A dual spin-echo echo-planar sequence was used with echo time/relaxation time of 2200/75 ms, acquisition matrix 80 × 100, voxel size 2 × 2 mm, slice thickness 3 or 4 mm, slice gap 0.5 mm, number of slices 8–14, and 1 excitation. The tetra (tetrahedral) DW orientation scheme was used, which utilises four different combinations of x, y, and z diffusion gradients [20]. b-factor values were increased in 16 steps and one b0 image was acquired (b-factors: 0, 10, 20, 30, 40, 60, 80, 100, 150, 200, 300, 400, 500, 600, 700, 800 and 900 s/mm2). This scheme resulted in 64 DW images and one b0 image for each IVIM image series. The actual imaging time depended on the number of slices, which was adjusted to the size of the foetus and to the focus of the investigation, or specifically whether the brain (8–12 slices) or the whole foetal body and placenta (10–15 slices) were the most important organs for clinical decision-making. Imaging time per IVIM acquisition ranged from 1 min 40 s to 3 min 20 s.

IVIM post-processing

Post-processing was carried out using an in-house developed script written in BASH language for Linux. It utilised image processing algorithms from the Functional Magnetic Resonance Imaging of the Brain (FMRIB) Software Library (FSL) [21], C3D [22], and NIFTIREG [23] software packages for image registration and re-sampling. The image analysis script is available as online supplement material to this manuscript.
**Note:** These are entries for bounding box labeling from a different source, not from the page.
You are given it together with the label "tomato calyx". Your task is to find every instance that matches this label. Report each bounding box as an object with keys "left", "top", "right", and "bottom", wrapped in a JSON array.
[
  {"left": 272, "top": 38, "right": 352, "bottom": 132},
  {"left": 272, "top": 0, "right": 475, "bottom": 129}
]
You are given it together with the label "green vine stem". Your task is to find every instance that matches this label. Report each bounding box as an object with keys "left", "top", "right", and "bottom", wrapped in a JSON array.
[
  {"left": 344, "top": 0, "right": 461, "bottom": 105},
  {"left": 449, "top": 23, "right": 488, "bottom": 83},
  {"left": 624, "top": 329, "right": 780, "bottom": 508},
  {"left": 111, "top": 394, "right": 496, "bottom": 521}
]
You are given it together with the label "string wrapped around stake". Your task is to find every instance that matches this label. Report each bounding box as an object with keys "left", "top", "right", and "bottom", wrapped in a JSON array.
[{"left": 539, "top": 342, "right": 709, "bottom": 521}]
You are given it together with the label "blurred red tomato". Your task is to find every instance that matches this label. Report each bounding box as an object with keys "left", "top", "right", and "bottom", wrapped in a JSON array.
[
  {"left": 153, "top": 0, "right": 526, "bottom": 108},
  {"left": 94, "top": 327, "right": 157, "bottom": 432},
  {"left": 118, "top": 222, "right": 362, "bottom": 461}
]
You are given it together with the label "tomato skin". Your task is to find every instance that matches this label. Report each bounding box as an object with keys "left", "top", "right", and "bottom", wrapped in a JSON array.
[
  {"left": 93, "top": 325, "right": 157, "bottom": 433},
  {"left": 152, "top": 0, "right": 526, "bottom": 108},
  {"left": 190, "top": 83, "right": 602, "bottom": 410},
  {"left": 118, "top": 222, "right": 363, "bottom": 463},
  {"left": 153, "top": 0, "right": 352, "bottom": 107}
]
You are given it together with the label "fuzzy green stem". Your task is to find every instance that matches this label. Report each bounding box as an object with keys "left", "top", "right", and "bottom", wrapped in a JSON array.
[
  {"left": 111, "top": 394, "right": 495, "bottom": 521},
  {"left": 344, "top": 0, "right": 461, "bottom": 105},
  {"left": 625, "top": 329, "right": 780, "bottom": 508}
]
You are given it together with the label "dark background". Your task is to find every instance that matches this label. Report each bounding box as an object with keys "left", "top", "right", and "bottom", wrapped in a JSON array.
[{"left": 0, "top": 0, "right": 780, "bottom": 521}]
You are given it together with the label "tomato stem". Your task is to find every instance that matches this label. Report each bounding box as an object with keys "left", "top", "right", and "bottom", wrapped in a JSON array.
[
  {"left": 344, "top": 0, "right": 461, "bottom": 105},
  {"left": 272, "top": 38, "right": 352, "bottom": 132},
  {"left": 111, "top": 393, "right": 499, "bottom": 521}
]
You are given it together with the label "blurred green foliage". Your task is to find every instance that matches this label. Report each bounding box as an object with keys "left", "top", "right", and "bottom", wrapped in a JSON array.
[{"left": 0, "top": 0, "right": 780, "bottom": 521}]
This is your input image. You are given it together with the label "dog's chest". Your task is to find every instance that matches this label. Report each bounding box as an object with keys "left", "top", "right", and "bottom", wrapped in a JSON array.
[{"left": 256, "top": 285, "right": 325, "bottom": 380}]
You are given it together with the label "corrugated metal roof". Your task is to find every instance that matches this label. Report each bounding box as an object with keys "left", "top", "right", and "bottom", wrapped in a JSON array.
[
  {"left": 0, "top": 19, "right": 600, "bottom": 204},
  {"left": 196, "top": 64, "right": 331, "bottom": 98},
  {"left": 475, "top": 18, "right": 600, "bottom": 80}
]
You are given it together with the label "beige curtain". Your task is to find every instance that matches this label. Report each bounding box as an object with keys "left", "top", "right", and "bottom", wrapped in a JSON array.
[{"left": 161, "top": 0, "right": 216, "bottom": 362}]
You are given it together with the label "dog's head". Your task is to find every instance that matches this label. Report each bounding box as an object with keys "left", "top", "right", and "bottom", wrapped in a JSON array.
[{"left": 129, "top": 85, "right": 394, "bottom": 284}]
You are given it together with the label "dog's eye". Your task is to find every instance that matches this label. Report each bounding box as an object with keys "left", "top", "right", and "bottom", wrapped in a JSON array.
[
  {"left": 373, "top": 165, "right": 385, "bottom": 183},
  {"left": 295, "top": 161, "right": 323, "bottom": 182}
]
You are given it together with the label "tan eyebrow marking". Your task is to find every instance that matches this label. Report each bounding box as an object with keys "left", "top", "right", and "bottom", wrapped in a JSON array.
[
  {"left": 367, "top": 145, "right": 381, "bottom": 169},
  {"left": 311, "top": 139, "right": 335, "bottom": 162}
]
First, the raw IVIM data were viewed using the fslview command of the FSL software and the image frames with the most excessive subject motion were marked and removed from the analysis. This step was followed by a non-linear, free-form deformation-based registration of image frames with the reg_f3d command in the NIFTIREG tool, the registration steps of which are illustrated in Fig. 1. This image registration step used a fine deformation grid with a grid spacing of 6 × 6 × 6 mm for the low b-factor image frames and 12 × 12 × 12 mm grid for the high b-factor frames.
Fig. 1

Post-processing steps to correct fetal in utero IVIM datasets for subject motion

Volume of interest definition

After processing IVIM data, averaged images for low b-factors (b < 250 s/mm2) and high b-factors (500–900 s/mm2) were generated. Using the manual segmentation tool in the medical imaging interaction toolkit (MITK) [24], volumes of interest (VOIs) were placed over the central part of the placenta, on the foetal liver, lung parenchyma excluding the hili, kidneys bilaterally, cerebellum and brainstem, frontal or frontoparietal cortical mantle, and white matter of the frontal and parietal lobes (Fig. 2). All VOIs were drawn manually by one observer with four years of experience in foetal MRI. Three-dimensional interpolation in the MITK software was then used to smooth the borders of the delineated organ labels. For the kidneys and the placenta, better visual discrimination from surrounding tissues was achieved by delineating the VOIs by viewing the diffusion images with higher b-factors, while for the other structures we used the diffusion images averaged over lower b-factors.
Fig. 2

VOI delineation of various foetal organs and the placenta. VOIs have been manually delineated to test the within-subject repeatability of the parameters that are calculated from IVIM data. Red overlay: manual outlines of the organs. Background image: coronal or axial DW images

IVIM model fitting

The IVIM parameters f, d, and D* were estimated based on the VOI-averaged signal intensity values to achieve a better signal-to-noise ratio (SNR). The analysis of diffusion and perfusion parameters with the IVIM model assumed two compartments without interactions [5]. A bi-exponential model (Eq. 1) was fitted in two steps on the averaged signal intensity over the VOIs:
$$ \frac{S}{S_0}=f\ast {e}^{-b{D}^{\ast }}+\left(1-f\right)\ast {e}^{- bd} $$
(1)

where S is the measured signal intensity, S 0 is the signal intensity without diffusion-weighting, d is the diffusion coefficient, D* is the pseudo diffusion coefficient, f is the perfusion fraction, and b is the b-factor.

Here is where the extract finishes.